RI Paraty (RJ) 03/08/2014 FLIP 2014 - Movimento na cidade no último dia da Festa Literária de Paraty. Na foto, a Praça do Telão.. Foto de Márcia Foletto / Agência O Globo - Márcia Foletto / Agência O Globo

RI Paraty (RJ) 03/08/2014 FLIP 2014 – Movimento na cidade no último dia da Festa Literária de Paraty. Na foto, a Praça do Telão.. Foto de Márcia Foletto / Agência O Globo – Márcia Foletto / Agência O Globo

Publicado em O Globo

PARATY – A incerteza de uma Festa Literária Internacional de Paraty (Flip) sem grandes estrelas da literatura internacional foi quebrada por boas mesas, algumas que emocionaram a plateia.

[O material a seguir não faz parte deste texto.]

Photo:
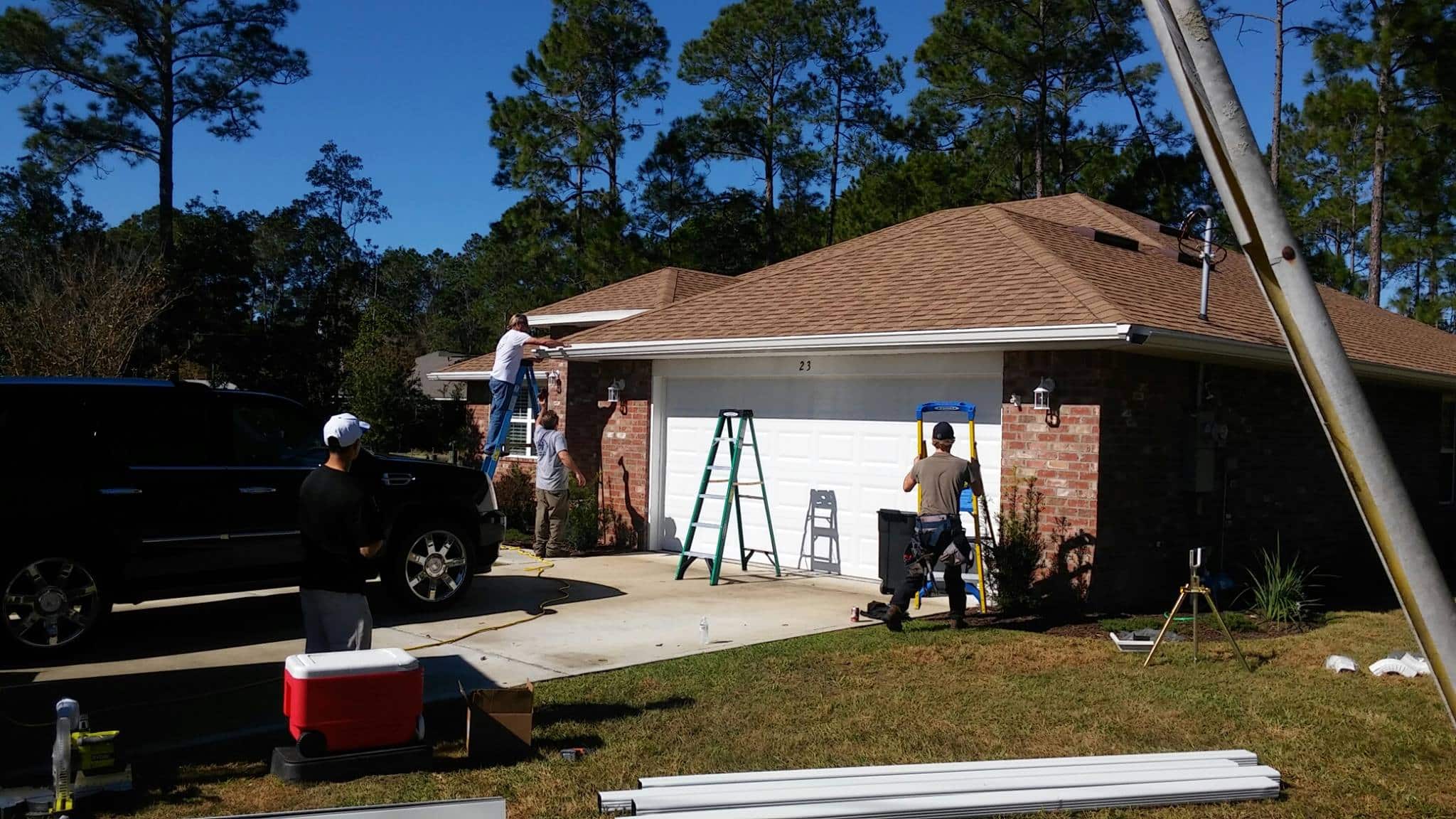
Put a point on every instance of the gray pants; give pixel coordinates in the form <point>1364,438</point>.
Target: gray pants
<point>336,621</point>
<point>551,520</point>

O resultado do evento, encerrado ontem, fez com que seu curador, Paulo Werneck, chegasse a declarar que essa havia sido a “Flip das Flips” — um termo considerado exagerado por muitos visitantes, sobretudo por causa da estrutura mais enxuta da festa em 2014.

A 12ª edição do evento começou na quarta-feira com uma surpresa para o público: a Tenda dos Autores dos últimos anos foi substituída por uma espécie de pavilhão, mais simples e menos imponente. Além disso, a Tenda do Telão foi abolida. Dois telões, ambos pela primeira vez com entrada gratuita, foram instalados em Paraty, sendo que um parcialmente coberto e outro sem cobertura para proteger o público do sol — que foi inclemente — e da chuva — que felizmente cessou antes do início da festa. Entre editores, jornalistas e escritores, comentou-se a nova configuração.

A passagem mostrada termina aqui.